In the movie Shrek, the ogre Shrek waxes philosophical and tells his traveling companion, Donkey, “Ogres are like onions. They have layers.” Focus questions are also like onions. No, they don’t make you cry or turn brown in the sun (as Donkey suggested to Shrek), but they do contain layers that can be peeled back to maximize student learning.
In the book Questioning for Formative Feedback: Meaningful Dialogue to Improve Learning, author Jackie Acree Walsh describes four layers of questions that can be used in classrooms to enhance student learning (pp.116-124):
- Questions that activate prior knowledge. These inquiries are often found at the beginning of the class session, and they may be deemed “warm up” types of questions. They focus student thinking on previous content and help make connections to the new material to be covered.

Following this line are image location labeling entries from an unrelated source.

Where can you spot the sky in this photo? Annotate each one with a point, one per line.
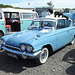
(39, 3)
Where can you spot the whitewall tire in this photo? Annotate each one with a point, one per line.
(43, 56)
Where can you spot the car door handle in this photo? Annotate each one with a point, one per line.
(21, 22)
(2, 23)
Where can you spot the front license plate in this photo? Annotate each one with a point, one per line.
(12, 55)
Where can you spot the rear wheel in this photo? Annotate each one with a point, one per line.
(43, 56)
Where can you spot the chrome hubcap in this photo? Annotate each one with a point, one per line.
(44, 55)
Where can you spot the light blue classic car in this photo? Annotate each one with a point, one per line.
(44, 36)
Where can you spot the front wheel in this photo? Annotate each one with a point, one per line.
(43, 56)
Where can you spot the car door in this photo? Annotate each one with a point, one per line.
(71, 30)
(25, 20)
(62, 33)
(2, 22)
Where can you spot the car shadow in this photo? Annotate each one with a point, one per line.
(9, 64)
(70, 58)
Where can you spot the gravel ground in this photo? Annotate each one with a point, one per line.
(61, 62)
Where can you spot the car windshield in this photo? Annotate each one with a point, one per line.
(42, 25)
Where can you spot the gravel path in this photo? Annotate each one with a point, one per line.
(60, 63)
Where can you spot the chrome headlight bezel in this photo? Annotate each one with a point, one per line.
(29, 48)
(22, 47)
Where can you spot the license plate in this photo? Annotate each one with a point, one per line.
(12, 55)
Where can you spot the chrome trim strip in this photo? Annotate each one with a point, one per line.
(22, 53)
(12, 47)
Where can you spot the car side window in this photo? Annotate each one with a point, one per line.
(67, 23)
(61, 24)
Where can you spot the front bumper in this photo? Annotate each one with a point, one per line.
(21, 53)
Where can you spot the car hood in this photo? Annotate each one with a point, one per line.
(23, 37)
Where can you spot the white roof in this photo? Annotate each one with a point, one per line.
(52, 16)
(16, 10)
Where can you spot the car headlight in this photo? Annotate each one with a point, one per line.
(29, 48)
(23, 47)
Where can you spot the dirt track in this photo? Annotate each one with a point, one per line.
(60, 63)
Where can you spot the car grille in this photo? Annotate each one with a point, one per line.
(12, 48)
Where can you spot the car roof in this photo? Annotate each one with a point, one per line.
(48, 19)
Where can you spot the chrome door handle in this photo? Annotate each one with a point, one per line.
(2, 23)
(68, 31)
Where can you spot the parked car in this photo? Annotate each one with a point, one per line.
(44, 36)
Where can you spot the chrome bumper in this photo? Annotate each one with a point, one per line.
(21, 53)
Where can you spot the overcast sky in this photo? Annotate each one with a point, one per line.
(39, 3)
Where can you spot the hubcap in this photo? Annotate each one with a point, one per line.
(44, 55)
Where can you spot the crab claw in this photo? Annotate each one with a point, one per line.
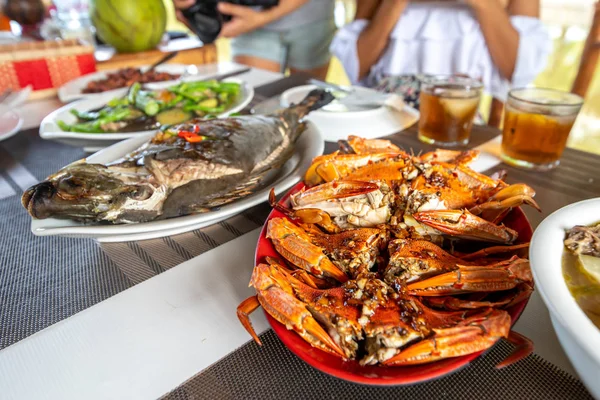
(331, 309)
(520, 293)
(295, 245)
(465, 279)
(510, 202)
(474, 334)
(277, 297)
(332, 190)
(464, 225)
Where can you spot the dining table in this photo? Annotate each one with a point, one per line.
(88, 319)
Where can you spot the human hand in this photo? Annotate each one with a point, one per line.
(183, 4)
(243, 19)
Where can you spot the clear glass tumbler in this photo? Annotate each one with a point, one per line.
(448, 106)
(537, 123)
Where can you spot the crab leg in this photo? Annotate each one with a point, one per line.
(493, 250)
(277, 297)
(305, 215)
(358, 145)
(494, 205)
(336, 166)
(244, 310)
(474, 334)
(332, 190)
(524, 347)
(464, 225)
(295, 246)
(490, 278)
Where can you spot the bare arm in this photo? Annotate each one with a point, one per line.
(501, 37)
(284, 8)
(374, 38)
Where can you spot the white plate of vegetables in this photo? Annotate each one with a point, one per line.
(98, 122)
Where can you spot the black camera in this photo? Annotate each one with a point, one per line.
(206, 21)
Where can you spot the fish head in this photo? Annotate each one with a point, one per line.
(94, 192)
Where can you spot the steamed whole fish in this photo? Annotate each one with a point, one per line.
(188, 169)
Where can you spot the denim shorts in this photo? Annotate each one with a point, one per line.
(302, 47)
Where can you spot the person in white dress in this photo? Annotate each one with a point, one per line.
(500, 42)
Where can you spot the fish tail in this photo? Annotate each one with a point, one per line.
(314, 100)
(294, 115)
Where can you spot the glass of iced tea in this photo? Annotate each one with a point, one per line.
(537, 123)
(448, 106)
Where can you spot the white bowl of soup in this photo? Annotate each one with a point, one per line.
(569, 283)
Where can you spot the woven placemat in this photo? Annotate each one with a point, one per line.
(273, 372)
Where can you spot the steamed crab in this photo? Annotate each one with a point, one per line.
(369, 266)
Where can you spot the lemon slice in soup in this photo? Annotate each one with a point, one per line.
(591, 265)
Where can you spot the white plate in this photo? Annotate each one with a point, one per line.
(50, 130)
(309, 145)
(10, 124)
(72, 90)
(579, 337)
(337, 125)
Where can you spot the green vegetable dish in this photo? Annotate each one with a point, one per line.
(142, 110)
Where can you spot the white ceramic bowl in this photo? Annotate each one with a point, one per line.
(336, 124)
(579, 337)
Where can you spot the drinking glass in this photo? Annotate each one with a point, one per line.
(537, 123)
(448, 106)
(74, 20)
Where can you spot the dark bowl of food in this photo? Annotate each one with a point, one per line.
(565, 260)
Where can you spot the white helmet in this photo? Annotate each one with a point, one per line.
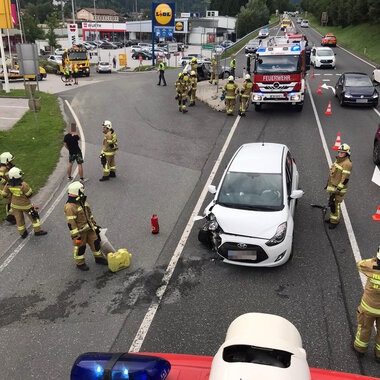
(107, 124)
(6, 157)
(75, 189)
(15, 173)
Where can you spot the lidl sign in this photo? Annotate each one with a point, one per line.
(163, 14)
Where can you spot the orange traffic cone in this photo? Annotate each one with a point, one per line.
(328, 111)
(377, 215)
(337, 142)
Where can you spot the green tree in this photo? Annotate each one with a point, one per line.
(31, 29)
(251, 17)
(52, 23)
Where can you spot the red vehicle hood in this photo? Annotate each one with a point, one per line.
(191, 367)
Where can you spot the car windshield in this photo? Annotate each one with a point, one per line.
(278, 64)
(324, 53)
(252, 191)
(78, 56)
(361, 81)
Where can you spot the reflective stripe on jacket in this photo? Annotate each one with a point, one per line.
(371, 295)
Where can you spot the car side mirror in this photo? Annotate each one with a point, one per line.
(296, 194)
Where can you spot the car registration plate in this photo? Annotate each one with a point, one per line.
(242, 255)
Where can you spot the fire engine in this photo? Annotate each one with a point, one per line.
(279, 71)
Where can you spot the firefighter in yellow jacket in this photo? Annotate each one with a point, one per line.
(20, 203)
(213, 76)
(82, 226)
(6, 163)
(107, 155)
(245, 94)
(193, 88)
(230, 90)
(182, 87)
(369, 310)
(338, 182)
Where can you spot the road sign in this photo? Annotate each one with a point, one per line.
(164, 32)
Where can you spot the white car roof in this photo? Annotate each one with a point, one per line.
(258, 158)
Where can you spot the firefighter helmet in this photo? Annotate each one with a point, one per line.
(107, 124)
(15, 173)
(345, 148)
(6, 157)
(75, 189)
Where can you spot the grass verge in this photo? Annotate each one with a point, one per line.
(36, 151)
(363, 39)
(228, 52)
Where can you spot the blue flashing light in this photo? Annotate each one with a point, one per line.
(93, 365)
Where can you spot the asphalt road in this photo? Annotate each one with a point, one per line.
(51, 312)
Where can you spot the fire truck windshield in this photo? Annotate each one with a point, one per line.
(78, 56)
(278, 64)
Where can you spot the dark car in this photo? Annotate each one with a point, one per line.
(356, 89)
(252, 46)
(204, 71)
(144, 54)
(376, 147)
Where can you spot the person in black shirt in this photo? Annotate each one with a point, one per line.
(75, 154)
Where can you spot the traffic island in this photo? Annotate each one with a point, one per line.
(210, 93)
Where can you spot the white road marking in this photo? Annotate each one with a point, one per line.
(346, 218)
(148, 319)
(57, 200)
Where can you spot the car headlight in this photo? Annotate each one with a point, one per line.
(279, 236)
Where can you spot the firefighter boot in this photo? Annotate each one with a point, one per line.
(101, 260)
(83, 267)
(40, 233)
(11, 219)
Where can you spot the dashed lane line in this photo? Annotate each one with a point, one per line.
(149, 316)
(18, 249)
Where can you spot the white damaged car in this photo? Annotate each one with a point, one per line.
(250, 221)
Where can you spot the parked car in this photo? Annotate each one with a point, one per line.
(376, 147)
(322, 57)
(250, 221)
(252, 46)
(226, 43)
(263, 33)
(144, 54)
(104, 67)
(376, 75)
(55, 59)
(356, 89)
(328, 40)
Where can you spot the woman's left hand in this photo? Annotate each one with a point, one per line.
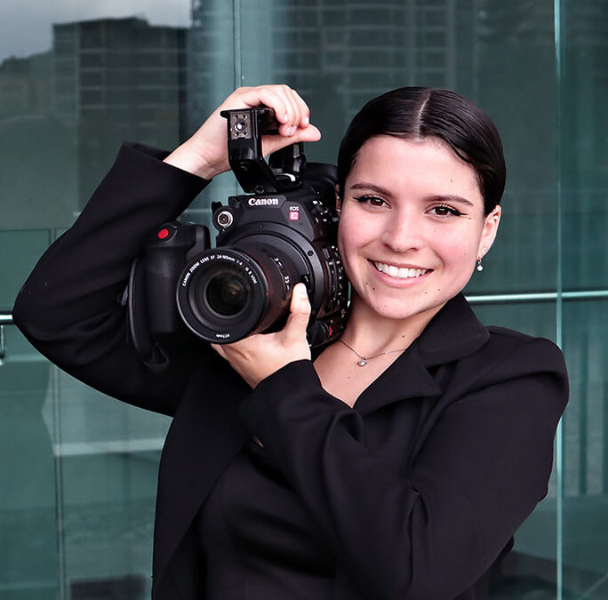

- Questions that examine surface learning. These inquiries are often focused on what I would call “common” content. Names, dates, eras, and similar content matter might fall into this category, because those items don’t require much more than rote memorization of facts.
- Questions that generate deep knowledge. These inquiries lead to more significant thinking. They may include “why” and “what if” types of questions that require greater content connections.
- Questions that transfer knowledge. These inquiries require students to apply what they have learned to new or unique situations. They may include evaluation and the development of alternative solutions or strategies.